Moii AI - Zazmic

Moii AI

Automating Video Annotation for Real-Time Vision AI on Google Cloud

Client:

Moii AI

Industry:

Vision AI / Computer Vision

Core Technologies:

Background

Moii AI, an innovative Vision AI startup, needed to accelerate the training of its real-time object detection models. Their existing manual video annotation process was slow, labor-intensive, and unable to keep up with rapidly growing video datasets.

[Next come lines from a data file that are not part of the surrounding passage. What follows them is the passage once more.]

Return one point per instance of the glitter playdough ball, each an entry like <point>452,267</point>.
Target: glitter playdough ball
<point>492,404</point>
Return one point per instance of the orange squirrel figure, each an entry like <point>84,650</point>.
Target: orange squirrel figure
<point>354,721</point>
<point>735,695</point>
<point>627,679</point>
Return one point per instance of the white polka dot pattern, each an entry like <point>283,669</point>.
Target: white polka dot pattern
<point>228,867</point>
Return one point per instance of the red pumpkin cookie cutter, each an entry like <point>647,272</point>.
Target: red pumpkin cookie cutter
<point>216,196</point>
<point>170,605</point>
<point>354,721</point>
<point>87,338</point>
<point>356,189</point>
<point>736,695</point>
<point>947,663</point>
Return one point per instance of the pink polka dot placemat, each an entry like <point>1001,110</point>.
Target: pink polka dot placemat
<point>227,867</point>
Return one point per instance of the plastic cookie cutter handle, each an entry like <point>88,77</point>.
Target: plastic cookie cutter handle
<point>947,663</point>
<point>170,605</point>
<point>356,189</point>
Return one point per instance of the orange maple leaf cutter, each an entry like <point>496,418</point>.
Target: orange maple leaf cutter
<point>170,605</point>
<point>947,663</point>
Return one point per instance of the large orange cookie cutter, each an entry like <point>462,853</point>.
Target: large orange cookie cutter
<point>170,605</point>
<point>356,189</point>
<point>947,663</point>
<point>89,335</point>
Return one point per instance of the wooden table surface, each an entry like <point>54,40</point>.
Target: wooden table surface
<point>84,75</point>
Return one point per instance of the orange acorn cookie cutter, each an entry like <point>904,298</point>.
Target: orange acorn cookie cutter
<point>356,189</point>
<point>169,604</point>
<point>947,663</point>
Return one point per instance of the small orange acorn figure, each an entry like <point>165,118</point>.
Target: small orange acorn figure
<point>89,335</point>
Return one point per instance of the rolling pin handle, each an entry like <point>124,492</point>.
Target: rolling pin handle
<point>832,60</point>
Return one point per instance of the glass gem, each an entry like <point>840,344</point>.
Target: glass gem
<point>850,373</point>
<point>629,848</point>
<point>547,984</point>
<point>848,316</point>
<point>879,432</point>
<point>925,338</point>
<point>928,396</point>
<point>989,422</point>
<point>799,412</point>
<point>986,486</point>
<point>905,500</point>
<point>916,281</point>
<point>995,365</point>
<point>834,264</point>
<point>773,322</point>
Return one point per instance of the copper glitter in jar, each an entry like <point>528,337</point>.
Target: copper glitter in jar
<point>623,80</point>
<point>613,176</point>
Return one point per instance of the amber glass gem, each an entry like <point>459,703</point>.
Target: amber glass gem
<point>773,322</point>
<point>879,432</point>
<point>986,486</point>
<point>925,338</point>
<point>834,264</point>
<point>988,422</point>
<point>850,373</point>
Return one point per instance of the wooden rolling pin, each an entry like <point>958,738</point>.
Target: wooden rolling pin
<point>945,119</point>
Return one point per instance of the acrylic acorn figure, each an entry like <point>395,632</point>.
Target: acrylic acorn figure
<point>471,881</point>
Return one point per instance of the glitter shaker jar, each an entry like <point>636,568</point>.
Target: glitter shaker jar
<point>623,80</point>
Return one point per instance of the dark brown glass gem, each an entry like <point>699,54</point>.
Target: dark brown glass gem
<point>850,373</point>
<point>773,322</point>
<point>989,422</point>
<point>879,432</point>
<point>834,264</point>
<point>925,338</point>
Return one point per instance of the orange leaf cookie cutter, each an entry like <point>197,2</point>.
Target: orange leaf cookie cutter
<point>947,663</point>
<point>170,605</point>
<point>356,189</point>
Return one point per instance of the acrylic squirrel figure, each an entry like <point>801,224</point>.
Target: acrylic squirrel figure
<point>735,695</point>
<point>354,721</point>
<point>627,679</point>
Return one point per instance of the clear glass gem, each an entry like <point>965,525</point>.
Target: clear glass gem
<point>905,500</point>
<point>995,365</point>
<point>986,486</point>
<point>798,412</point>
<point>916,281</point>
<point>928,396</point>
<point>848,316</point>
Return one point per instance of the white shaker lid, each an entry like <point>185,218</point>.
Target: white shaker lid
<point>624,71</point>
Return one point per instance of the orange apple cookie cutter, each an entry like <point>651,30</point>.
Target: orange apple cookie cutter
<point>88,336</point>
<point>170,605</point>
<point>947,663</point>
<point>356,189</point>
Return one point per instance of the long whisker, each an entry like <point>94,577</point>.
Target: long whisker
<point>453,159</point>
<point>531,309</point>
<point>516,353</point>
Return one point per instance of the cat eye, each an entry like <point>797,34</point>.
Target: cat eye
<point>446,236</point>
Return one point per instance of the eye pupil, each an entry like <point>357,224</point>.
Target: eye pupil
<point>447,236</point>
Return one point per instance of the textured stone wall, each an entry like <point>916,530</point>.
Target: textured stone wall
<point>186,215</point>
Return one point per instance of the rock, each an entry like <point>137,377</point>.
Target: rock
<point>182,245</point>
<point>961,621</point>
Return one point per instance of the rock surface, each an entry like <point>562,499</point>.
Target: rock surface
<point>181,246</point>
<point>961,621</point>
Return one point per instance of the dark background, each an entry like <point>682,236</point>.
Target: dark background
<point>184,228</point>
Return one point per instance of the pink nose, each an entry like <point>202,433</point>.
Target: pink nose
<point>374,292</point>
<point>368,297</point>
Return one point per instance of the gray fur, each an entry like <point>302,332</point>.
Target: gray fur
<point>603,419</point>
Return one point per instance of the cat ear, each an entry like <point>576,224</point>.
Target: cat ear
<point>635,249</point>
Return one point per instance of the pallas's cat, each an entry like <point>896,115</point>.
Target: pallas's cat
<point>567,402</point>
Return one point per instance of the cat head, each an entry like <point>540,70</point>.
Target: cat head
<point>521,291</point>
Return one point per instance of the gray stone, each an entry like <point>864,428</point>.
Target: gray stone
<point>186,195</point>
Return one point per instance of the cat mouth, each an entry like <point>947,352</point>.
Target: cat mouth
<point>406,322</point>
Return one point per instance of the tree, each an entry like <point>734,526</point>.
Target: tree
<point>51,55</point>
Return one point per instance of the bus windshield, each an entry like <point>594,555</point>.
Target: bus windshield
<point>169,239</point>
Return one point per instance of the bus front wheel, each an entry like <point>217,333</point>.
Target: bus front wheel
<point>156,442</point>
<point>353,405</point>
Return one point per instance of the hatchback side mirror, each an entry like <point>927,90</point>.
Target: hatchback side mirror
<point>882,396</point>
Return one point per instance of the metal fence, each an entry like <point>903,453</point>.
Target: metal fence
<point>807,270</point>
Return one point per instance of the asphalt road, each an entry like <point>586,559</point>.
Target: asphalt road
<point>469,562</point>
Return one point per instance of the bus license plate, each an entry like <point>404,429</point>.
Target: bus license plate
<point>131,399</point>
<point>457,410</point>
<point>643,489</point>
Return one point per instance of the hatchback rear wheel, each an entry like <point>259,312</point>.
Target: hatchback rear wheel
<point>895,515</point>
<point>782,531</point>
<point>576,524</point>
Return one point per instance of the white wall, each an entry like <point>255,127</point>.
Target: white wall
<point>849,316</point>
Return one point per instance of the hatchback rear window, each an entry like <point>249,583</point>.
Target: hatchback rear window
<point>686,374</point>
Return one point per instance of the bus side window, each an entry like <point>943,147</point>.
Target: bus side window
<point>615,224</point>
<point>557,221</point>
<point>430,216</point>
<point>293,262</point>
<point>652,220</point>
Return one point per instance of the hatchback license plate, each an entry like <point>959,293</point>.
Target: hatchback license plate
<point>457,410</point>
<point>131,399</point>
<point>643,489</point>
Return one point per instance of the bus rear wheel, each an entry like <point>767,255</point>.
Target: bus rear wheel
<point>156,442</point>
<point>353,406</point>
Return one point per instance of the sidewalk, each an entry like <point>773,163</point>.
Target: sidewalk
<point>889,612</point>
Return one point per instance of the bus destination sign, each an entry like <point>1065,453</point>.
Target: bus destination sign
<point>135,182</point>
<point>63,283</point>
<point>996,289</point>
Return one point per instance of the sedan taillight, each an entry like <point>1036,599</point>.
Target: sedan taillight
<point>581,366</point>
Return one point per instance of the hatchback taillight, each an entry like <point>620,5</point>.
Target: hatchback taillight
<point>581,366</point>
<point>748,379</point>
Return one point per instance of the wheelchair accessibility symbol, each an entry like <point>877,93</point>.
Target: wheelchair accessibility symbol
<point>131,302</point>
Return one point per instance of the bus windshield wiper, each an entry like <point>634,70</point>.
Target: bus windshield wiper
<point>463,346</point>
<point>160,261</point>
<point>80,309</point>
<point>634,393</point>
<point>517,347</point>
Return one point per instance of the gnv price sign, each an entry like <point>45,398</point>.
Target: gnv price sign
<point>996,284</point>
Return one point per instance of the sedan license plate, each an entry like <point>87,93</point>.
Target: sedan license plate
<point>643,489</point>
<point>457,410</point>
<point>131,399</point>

High-quality, consistent labels were critical for model accuracy, and the team required a scalable, cost-efficient pipeline on Google Cloud to support ongoing development and growth.

Challenges

Key challenges included:

  • Slow Manual Annotation: Video labeling was time-consuming, delaying model training cycles.
  • Rapidly Scaling Video Volume: The existing workflow could not keep pace with the growing dataset.
  • Label Consistency & Accuracy: High-quality annotations were essential for reliable object detection.
  • Cost-Efficient, Reliable Infrastructure: A fully managed, scalable GCP environment was needed under tight timelines.

Solutions Delivered

Zazmic designed and deployed a secure, end-to-end AI-powered video annotation pipeline on Google Cloud:

  • Automated Video Ingestion & Management: Video retrieval and annotation workflow automated via Cloud Scheduler, Cloud Run, and Cloud Functions.
  • AI-Powered Labeling: Gemini AI used for Visual Question Answering (VQA) and pseudo-labeling to generate annotations automatically.
  • Serverless Orchestration: Cloud Functions trigger detection jobs on auto-stopping VMs, ensuring compute runs only when needed.
  • Full GCP Environment Setup: BigQuery, Cloud Functions, Cloud Run, logging, and monitoring implemented for a scalable, maintainable, and production-ready system.

Outcomes

The new pipeline transformed Moii AI’s data operations:

  • Faster Annotation: Automation drastically reduced labeling time.
  • Scalable Processing: BigQuery enables high-speed handling of large and growing video datasets.
  • Improved Accuracy: Gemini-assisted labeling enhances label quality, boosting model performance.
  • Automated Orchestration: Cloud Functions and serverless workflows handle ingestion, retrieval, and processing automatically.

Conclusion

Zazmic built a scalable, AI-powered video annotation pipeline that transforms Moii AI’s data operations. By leveraging Gemini and Google Cloud’s serverless capabilities, Moii AI can now process large video datasets efficiently, generate high-quality labels for real-time Vision AI models, and prepare for future growth—from hundreds to thousands of cameras—while keeping costs optimized.